The promise of Federalism lies not in democratic participation but in competitive governance. States that embrace the principles of subsidiarity—devolving authority to county and municipal levels—could demonstrate alternatives to centralized democratic management. Local communities with stable populations and property-based civic participation naturally develop the long-term thinking that democratic systems systematically discourage.
The Catholic influence upon Western civilization offers historical precedent for such arrangements. Medieval political theory understood that authority derived from divine ordination rather than popular consent, creating obligations that transcended immediate political advantage. Kings ruled under divine judgment, nobility served hereditary responsibilities, and local communities maintained customary autonomy. This system produced centuries of relative peace compared to the industrial-scale warfare that democratic nationalism has unleashed.

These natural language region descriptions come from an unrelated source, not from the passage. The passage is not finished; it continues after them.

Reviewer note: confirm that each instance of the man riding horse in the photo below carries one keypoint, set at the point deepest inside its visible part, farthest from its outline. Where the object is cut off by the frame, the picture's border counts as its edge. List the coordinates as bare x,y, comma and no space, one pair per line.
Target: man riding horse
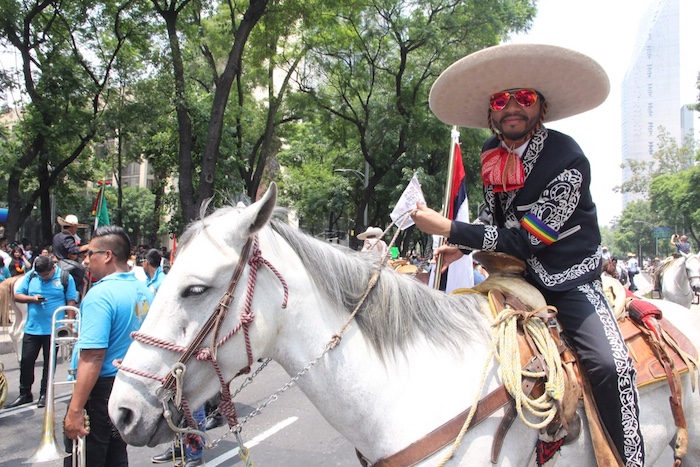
539,204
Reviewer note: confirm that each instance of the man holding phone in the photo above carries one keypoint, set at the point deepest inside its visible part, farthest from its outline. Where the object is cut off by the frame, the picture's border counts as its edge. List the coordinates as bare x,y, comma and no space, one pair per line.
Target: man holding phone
43,290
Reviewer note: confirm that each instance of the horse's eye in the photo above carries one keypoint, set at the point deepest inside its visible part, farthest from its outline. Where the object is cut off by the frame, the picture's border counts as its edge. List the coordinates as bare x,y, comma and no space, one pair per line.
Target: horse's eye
194,290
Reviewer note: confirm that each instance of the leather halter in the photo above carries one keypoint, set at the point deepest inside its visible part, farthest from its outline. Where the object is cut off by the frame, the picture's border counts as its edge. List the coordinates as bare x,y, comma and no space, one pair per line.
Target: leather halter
171,389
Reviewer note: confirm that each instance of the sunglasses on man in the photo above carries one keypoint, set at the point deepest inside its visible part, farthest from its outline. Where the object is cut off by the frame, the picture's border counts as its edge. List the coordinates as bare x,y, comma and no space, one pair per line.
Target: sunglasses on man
524,98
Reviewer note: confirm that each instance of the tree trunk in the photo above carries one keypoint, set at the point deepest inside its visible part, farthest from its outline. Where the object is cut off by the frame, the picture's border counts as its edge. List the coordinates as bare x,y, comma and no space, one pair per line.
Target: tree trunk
223,88
184,123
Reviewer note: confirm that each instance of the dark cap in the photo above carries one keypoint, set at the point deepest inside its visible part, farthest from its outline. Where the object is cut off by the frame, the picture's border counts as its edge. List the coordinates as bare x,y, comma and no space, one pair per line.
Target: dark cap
42,264
153,257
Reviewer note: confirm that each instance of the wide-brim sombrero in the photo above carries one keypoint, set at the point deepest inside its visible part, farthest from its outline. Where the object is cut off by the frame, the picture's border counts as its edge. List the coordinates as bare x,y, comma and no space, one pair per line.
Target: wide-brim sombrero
370,232
70,221
570,81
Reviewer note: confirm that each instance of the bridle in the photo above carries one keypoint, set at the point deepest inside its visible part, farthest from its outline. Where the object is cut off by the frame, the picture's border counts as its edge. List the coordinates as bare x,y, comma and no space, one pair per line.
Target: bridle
171,390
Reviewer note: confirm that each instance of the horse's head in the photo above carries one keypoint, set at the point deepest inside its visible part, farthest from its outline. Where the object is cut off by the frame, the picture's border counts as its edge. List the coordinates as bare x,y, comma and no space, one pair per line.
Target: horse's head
692,268
203,308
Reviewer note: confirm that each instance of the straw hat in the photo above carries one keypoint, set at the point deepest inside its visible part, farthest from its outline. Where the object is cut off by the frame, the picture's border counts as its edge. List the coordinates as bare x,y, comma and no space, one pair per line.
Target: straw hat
371,232
70,221
571,82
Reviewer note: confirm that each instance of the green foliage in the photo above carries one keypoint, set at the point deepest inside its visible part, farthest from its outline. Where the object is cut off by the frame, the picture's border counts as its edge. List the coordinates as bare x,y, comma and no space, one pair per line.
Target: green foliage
669,183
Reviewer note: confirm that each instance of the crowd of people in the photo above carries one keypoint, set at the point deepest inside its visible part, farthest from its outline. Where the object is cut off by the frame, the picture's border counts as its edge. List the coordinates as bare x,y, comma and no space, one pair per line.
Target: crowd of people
113,283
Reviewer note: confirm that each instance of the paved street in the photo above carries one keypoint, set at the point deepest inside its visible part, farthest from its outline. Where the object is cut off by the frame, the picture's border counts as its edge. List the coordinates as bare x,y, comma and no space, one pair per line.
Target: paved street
288,432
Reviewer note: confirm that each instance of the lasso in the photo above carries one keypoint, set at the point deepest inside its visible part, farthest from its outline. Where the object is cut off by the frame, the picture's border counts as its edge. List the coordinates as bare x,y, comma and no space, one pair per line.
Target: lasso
504,346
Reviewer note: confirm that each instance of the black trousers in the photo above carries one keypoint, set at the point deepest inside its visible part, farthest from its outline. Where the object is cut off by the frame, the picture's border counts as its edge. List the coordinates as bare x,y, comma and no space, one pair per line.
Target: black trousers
31,345
590,326
104,447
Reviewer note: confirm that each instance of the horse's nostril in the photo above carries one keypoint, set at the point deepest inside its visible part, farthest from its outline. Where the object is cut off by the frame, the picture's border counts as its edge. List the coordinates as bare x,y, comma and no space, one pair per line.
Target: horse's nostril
126,416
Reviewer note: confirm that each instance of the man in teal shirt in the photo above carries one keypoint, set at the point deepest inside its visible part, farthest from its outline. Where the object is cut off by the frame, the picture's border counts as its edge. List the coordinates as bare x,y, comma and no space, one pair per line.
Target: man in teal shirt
112,309
43,289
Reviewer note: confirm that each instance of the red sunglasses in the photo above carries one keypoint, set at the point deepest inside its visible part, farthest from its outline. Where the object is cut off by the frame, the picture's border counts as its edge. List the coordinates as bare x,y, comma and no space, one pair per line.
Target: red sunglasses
524,98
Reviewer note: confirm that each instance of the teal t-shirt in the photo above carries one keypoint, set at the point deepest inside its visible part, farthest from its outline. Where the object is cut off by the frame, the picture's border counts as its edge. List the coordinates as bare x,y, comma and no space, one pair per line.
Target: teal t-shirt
112,309
39,315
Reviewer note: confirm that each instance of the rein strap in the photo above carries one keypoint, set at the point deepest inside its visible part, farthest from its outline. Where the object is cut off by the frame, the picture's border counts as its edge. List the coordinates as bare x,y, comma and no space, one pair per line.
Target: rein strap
217,316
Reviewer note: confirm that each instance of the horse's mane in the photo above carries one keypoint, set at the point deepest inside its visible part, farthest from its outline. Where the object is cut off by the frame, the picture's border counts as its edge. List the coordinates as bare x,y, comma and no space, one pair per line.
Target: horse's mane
399,311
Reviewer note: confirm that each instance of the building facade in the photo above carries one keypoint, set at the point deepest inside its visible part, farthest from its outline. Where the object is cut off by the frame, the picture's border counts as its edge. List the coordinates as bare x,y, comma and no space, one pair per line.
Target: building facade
651,89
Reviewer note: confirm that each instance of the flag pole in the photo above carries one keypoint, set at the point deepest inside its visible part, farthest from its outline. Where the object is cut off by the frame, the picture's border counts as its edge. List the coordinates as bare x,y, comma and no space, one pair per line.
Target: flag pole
454,139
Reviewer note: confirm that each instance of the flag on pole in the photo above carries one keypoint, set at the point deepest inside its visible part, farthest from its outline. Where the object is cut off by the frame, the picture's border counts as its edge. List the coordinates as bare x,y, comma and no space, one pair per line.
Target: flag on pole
407,203
460,274
172,252
99,207
458,197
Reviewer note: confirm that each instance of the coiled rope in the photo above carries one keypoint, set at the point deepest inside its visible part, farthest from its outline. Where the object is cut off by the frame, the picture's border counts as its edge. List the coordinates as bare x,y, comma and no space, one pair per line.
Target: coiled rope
507,353
504,346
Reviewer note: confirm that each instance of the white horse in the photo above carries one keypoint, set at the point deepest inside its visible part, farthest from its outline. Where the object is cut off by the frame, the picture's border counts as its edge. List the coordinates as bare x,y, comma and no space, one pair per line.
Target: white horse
680,281
410,360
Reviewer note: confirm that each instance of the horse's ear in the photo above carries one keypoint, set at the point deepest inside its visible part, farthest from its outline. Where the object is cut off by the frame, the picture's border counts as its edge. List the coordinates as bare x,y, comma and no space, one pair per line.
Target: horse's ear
255,216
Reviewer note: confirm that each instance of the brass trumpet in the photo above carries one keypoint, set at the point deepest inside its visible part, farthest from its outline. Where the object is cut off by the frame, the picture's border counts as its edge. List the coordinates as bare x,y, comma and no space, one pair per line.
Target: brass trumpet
49,448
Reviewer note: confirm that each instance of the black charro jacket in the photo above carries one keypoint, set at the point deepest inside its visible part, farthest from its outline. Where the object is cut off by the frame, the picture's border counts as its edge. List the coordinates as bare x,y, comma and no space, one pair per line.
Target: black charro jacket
550,223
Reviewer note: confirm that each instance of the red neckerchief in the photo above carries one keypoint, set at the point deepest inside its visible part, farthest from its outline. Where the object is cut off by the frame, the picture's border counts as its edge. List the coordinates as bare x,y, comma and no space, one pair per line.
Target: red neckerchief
503,169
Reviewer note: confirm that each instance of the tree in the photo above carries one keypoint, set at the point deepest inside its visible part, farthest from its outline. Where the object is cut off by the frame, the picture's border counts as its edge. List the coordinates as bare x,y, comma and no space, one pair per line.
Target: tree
66,89
668,159
370,73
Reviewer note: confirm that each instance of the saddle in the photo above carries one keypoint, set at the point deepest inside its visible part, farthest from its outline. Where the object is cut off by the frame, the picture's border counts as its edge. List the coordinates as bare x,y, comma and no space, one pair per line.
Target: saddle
658,349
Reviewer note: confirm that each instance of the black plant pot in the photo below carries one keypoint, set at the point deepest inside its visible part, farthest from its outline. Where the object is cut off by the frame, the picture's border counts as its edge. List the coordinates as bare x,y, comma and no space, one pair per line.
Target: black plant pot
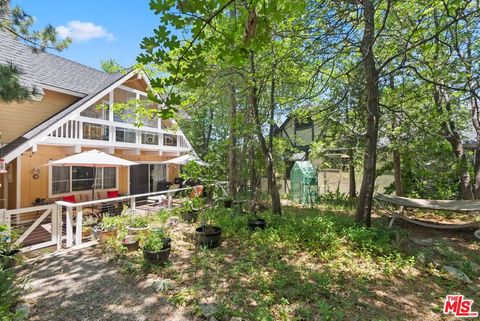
227,203
257,223
7,259
131,243
208,236
190,216
157,258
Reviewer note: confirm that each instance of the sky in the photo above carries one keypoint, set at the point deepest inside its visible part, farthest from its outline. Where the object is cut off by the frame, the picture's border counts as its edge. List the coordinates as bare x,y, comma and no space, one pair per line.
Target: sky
100,29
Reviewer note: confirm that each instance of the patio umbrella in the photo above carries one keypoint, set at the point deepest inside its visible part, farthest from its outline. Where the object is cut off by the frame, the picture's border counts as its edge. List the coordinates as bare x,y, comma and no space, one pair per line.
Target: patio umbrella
184,159
93,158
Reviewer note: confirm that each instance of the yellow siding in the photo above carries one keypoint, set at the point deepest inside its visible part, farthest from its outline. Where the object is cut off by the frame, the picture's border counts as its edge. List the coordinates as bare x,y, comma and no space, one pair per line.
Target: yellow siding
33,188
16,119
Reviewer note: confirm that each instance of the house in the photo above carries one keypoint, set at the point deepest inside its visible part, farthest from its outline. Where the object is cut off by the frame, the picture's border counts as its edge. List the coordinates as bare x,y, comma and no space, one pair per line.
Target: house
66,118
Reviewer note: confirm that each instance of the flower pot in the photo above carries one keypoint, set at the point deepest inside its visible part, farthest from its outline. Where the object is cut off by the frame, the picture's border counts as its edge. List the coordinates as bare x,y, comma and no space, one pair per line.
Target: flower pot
257,223
190,216
137,230
7,259
104,235
209,236
131,243
157,257
227,203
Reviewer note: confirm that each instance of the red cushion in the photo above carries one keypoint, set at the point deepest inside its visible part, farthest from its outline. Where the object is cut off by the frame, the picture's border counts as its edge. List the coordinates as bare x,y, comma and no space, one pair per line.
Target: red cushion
69,198
112,194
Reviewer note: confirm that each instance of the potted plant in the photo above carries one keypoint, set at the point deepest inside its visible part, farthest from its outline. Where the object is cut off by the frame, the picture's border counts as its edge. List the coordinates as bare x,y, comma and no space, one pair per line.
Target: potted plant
108,227
190,208
208,235
7,248
156,247
227,202
86,231
257,223
131,243
138,225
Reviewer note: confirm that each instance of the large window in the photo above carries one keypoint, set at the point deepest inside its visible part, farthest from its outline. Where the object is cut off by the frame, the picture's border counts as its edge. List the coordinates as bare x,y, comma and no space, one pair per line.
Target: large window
66,179
94,131
125,135
149,138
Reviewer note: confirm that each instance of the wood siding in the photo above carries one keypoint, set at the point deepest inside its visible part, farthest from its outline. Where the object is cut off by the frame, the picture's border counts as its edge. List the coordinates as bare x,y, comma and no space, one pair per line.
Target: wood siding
17,119
33,188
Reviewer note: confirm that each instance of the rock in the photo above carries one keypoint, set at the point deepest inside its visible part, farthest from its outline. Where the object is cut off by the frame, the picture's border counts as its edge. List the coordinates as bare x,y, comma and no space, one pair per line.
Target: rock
162,285
457,274
208,310
173,221
23,311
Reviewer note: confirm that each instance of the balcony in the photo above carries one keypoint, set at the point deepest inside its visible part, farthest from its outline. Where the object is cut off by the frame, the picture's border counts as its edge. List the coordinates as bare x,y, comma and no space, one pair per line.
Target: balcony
99,132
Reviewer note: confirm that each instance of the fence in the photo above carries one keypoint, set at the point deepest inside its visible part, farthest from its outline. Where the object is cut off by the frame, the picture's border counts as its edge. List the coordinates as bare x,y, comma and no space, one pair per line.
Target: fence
61,223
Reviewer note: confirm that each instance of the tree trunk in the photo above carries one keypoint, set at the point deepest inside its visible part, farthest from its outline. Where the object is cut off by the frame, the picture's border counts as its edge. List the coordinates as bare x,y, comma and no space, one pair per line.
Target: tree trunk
271,180
352,184
397,172
364,205
232,158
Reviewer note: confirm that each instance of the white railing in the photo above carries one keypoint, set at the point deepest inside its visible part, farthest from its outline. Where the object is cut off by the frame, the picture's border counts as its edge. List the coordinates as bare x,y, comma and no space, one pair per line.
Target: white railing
73,130
78,210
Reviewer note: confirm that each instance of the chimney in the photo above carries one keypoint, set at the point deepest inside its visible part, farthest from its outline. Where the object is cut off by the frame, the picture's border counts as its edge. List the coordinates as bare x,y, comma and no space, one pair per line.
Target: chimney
4,10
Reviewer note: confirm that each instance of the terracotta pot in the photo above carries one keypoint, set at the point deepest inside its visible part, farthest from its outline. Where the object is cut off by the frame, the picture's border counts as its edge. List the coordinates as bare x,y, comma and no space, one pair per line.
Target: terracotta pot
159,257
209,236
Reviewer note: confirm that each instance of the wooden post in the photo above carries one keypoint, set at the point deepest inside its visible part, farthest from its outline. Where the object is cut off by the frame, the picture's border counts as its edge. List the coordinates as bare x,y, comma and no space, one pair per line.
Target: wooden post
69,226
78,231
132,205
58,223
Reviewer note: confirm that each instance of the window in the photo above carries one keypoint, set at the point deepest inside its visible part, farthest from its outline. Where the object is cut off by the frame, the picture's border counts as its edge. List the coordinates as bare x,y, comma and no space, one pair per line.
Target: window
60,179
95,111
149,138
94,131
125,135
126,115
169,140
66,179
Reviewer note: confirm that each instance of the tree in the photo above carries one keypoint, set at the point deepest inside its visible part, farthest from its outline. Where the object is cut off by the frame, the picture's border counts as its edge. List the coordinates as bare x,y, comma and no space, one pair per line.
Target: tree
17,23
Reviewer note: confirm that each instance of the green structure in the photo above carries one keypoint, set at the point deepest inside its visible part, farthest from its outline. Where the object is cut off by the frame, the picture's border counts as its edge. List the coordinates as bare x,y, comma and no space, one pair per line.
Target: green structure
304,183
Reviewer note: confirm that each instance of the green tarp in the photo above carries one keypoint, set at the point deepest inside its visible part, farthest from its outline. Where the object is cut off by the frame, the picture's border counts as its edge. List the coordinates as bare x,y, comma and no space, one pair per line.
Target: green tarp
304,183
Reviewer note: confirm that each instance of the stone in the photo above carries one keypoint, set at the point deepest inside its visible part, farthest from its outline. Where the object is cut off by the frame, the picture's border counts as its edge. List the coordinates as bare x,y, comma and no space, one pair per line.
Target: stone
23,311
208,309
457,274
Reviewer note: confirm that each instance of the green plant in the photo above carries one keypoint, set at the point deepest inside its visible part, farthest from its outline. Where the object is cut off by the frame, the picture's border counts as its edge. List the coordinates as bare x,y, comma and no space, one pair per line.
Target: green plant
191,170
6,239
111,223
156,241
138,222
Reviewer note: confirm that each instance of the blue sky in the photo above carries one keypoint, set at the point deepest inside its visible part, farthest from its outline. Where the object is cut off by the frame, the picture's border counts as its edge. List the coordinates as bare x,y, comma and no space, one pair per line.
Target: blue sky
100,29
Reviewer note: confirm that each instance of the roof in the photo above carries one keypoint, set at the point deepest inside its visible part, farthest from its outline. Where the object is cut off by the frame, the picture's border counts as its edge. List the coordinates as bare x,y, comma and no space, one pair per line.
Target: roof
21,141
39,69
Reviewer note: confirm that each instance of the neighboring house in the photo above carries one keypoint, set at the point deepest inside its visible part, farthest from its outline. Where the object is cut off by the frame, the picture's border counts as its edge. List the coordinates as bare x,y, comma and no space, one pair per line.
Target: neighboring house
65,119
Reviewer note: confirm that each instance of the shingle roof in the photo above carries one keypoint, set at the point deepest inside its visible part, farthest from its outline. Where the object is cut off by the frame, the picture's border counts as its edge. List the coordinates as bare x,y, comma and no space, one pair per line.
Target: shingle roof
43,68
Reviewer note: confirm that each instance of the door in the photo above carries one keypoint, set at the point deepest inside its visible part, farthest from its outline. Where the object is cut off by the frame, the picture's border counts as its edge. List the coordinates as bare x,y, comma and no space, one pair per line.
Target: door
158,177
139,179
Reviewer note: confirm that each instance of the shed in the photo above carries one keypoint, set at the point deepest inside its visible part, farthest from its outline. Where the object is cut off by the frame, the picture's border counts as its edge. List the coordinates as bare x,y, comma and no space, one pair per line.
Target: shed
304,183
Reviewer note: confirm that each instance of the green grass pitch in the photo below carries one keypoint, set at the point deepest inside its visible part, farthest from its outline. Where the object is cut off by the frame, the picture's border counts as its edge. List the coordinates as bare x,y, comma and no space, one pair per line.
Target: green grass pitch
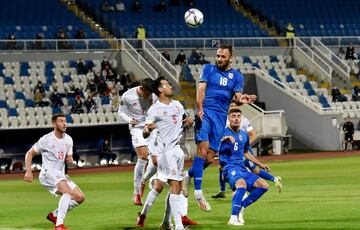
318,194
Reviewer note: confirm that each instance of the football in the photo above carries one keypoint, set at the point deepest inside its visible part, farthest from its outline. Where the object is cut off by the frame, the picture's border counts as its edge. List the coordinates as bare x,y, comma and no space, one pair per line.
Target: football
193,18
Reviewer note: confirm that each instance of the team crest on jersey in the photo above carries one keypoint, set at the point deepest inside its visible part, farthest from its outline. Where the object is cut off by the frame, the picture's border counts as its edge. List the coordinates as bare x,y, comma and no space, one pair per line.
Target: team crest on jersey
177,109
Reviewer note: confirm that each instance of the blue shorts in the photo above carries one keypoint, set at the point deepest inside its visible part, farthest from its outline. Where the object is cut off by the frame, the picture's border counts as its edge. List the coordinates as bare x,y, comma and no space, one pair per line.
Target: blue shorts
233,173
211,128
249,164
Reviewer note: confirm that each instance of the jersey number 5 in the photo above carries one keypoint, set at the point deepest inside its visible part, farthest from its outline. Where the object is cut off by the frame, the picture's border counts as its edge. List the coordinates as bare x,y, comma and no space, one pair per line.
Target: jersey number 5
61,155
223,81
174,119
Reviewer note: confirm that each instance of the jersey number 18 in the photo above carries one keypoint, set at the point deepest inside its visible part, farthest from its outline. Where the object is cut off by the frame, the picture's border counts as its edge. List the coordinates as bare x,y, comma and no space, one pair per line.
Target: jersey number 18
223,81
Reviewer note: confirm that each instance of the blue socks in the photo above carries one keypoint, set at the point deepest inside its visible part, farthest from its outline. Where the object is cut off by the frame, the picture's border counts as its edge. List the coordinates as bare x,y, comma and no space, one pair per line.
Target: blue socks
222,181
265,175
253,196
197,172
236,201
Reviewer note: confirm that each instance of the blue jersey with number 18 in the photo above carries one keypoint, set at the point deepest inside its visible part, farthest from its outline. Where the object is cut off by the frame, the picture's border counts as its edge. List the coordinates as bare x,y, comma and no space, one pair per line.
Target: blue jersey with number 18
221,87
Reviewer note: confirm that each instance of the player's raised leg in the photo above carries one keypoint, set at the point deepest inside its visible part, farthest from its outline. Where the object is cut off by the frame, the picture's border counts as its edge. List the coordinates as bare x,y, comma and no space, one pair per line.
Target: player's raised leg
157,187
139,169
77,197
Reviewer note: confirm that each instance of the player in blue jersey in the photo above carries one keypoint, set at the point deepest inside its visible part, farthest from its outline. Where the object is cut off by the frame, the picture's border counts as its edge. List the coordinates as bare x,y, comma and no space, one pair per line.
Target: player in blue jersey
250,130
218,85
234,147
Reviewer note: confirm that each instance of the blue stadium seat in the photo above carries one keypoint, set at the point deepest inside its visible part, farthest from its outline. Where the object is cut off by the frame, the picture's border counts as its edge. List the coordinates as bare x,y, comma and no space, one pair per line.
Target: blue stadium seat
290,78
69,119
3,104
19,95
56,109
29,103
12,112
8,81
105,100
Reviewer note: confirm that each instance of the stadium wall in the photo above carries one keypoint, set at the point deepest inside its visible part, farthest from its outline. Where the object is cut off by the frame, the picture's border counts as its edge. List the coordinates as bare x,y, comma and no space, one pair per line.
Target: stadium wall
309,129
55,56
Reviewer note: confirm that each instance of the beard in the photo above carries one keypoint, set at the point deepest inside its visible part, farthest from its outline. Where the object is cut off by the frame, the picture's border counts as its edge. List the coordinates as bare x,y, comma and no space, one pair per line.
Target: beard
223,66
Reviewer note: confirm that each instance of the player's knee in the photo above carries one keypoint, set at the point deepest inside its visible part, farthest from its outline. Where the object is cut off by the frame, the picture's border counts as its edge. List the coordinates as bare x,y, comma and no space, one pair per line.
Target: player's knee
208,162
255,170
240,184
158,186
263,184
154,160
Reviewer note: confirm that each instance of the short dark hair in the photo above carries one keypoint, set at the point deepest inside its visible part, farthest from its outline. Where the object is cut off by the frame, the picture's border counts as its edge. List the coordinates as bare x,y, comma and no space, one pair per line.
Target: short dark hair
234,110
156,84
226,46
56,115
236,101
146,85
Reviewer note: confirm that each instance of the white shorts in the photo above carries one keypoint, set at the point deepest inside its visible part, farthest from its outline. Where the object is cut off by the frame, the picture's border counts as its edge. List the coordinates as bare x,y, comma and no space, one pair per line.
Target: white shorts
50,179
171,164
151,181
137,137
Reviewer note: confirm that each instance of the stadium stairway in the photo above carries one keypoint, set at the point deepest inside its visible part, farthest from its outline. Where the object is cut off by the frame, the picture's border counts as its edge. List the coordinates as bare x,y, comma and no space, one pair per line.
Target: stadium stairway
187,95
255,18
87,19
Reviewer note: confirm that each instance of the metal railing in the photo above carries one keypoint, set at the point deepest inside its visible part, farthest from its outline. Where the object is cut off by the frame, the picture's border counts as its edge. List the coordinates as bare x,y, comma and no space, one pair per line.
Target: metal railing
162,60
142,63
295,94
340,64
267,123
57,45
316,59
29,45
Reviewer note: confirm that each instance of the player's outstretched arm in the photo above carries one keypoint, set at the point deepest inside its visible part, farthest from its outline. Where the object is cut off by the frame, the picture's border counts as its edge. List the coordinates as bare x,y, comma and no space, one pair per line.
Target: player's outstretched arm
200,96
148,129
69,160
245,98
28,161
188,121
230,138
256,161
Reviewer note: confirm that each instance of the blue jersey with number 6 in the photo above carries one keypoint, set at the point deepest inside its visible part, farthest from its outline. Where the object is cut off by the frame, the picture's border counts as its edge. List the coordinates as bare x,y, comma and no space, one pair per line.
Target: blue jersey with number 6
233,153
221,87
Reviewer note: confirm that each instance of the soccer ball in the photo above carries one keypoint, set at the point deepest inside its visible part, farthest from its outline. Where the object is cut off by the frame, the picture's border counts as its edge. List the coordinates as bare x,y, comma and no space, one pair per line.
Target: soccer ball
193,18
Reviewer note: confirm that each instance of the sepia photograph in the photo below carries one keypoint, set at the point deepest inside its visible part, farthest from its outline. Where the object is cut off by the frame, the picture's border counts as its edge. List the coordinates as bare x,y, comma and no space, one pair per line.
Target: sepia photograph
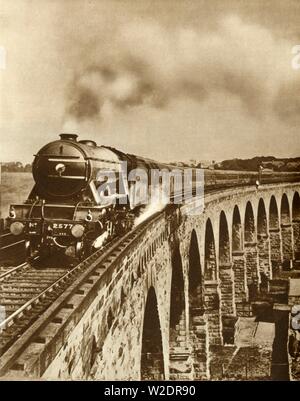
150,193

Modern Americans need not embrace monarchical restoration to benefit from monarchical insights. The principle of subsidiarity can operate within republican frameworks provided we abandon democratic mythology about popular sovereignty. True republicanism recognizes that governance requires wisdom, continuity, and long-term thinking—qualities that democratic election cycles systematically discourage.
The stakes are indeed high, however. Trump’s Iranian adventure demonstrates how democratic war-making operates: presidential tweets substitute for diplomatic protocols, social media announcements replace constitutional procedures, and military action serves domestic political theater rather than national strategy.
This represents the complete breakdown of republican governance under democratic pressures. What, then, distinguishes a republic from a democracy?
In a republic, it is understood that the popular will requires institutional mediation through structures designed to encourage deliberation and prevent faction. Putting one’s chips all-in to favor a democracy, on the other hand, means that the popular will must translate directly into governmental action.
The Founders chose republican forms precisely because they feared democratic tyranny—including the tyranny of temporary majorities that could commit future generations to perpetual warfare.
We face a civilizational choice disguised as a policy debate. Either Americans will restore constitutional limits on executive war-making and embrace subsidiarity principles that disperse power downward, or we will continue the democratic experiment until its internal contradictions produce complete systemic collapse.
The warfare state represents democracy’s logical conclusion: a system where temporary political coalitions can commit permanent resources to advance transient objectives.
The answer lies not in better democratic procedures but in limiting democracy’s scope. Foreign policy, military deployment, and constitutional interpretation should not be subject to popular majorities any more than property rights are. These fundamental questions require the long-term thinking that democratic systems inherently discourage but that civilized governance absolutely demands.
In the ruins of Trump’s failed ceasefire, we glimpse democracy’s future: perpetual conflict managed by technocratic experts and legitimized by popular ignorance. The choice remains ours, but time grows short.
Either we will rediscover the wisdom that made constitutional republicanism possible, or we will learn through bitter experience why previous civilizations abandoned democracy as the most dangerous form of government ever attempted by fallen men.